Preterm Labor

Pregnancy is a great time to enjoy yourself; after all, you get to watch your baby grow and develop! Unfortunately, pregnancy can also be a scary time for some women, mainly because there are so many complications to worry about. Many pregnant women worry about going into preterm labor. Preterm labor is a very serious pregnancy complication, as it could put you and your baby at risk for future health problems. In order to reduce your chances of experiencing preterm labor, be sure that you are familiar with the symptoms of the condition and the steps that you can take to prevent it.

What is Preterm Labor?
Also known as premature labor, preterm labor occurs when you begin to experience regular contractions or cervical dilation before 37 weeks of pregnancy. Usually, a typical pregnancy lasts anywhere between 38 and 42 weeks. Your baby needs to spend this amount of time in your uterus in order to ensure that his organs and tissues are properly developed.

Preterm labor is a risky complication. If labor begins too early, there is the chance that your baby could be born prematurely. Premature birth puts your baby at increased risk for certain serious health complications and fetal development problems.

Who Experiences Preterm Labor?
Preterm labor is actually fairly common in the United States. 12% of all babies born here are premature; this works out to about 1 in every 8 babies. Sometimes, premature labor is induced, especially if you are experiencing certain health complications, like preeclampsia.

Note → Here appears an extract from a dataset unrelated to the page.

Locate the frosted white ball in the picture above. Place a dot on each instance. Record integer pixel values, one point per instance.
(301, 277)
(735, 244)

Any pregnant woman can experience preterm labor, however, there are certain factors that could increase your chances of going into early labor . These risk factors include:

 

  • being under 17 or over 35 years of age
  • having experienced a previous preterm birth
  • carrying twins or higher order multiples
  • experiencing poor weight gain during pregnancy
  • smoking, drinking alcohol, or doing drugs during pregnancy

 

Preterm Labor Causes
Preterm labor is usually the result of a combination of factors. Some factors that may contribute to early labor, include:

 

  • Infection: Infections, like chlamydia, trichomoniasis, and bacterial vaginosis, can weaken the membranes that surround your amniotic sac. This could lead to premature rupture of the membranes and preterm labor.
  • Placental Problems: Placental complications like placenta previa and placental abruption may trigger preterm labor.
  • Abnormal Uterus: Structural problems with your uterus could also trigger preterm labor. A particularly large uterus (common with multiple births) or a short cervix (less than 25 millimeters), can lead to early labor.
  • Chronic Illness: Illnesses, such as sickle cell disease, lupus, and diabetes can trigger early labor.
  • Trauma: Injury to the abdomen or uterus can also be a contributing factor in some cases of preterm labor.

 

Signs of Preterm Labor
It is essential that every pregnant woman is able to recognize the signs of preterm labor. Being able to spot these symptoms can go a long way to reducing your baby's risks for associated health complications. Keep an eye out for these symptoms of preterm labor:

 

  • abdominal contractions
  • contractions accompanied by nausea, diarrhea, or indigestion
  • preterm labor contractions occurring more than every ten minutes
  • increased pressure in the thighs, vagina, or pelvic area
  • increased lower back pressure
  • vaginal bleeding
  • increase or change in vaginal discharge (particularly bloody or mucus-like discharge)

 

What Happens During Preterm Labor?
If you think that you may be experiencing preterm labor, contact your health care provider immediately or go to the nearest hospital. You will likely be monitored for contractions and your caregiver will check your baby's heart rate for signs of distress. Your health care provider will also test you for any signs of infection and for cervical dilation or effacement. You may be given an ultrasound pregnancy test to check your baby's growth and the amount of amniotic fluid in your uterus.

Depending upon which week of pregnancy you are in, and if you are experiencing contractions, your health care provider may try to stall labor. If you are less than 34 weeks pregnant and your water has not broken, your caregiver may provide you with medications to help stop your labor contractions. You may also be given corticosteroids to help develop baby's lungs. If you are between 34 and 37 weeks pregnant and your water has broken, your health care provider may recommend inducing labor.

Risks Associated with Preterm Labor
Preterm labor can be risky for baby. If unaddressed, preterm labor can lead to preterm birth. Preterm birth puts your baby at increased risk for:

 

  • brain abnormalities
  • breathing problems
  • digestive disorders
  • delayed learning and development later in life
  • health complications later in life

 

Preventing Preterm Labor
There are certain things that you can do to help prevent going into preterm labor.

 

  • Maintain regular prenatal health checkups.
  • Follow a healthy pregnancy diet.
  • Avoid smoking, drinking, and drug use during pregnancy.
  • Do not engage in strenuous physical activities.
  • Tell your health care provider about any unusual pregnancy symptoms that you are experiencing.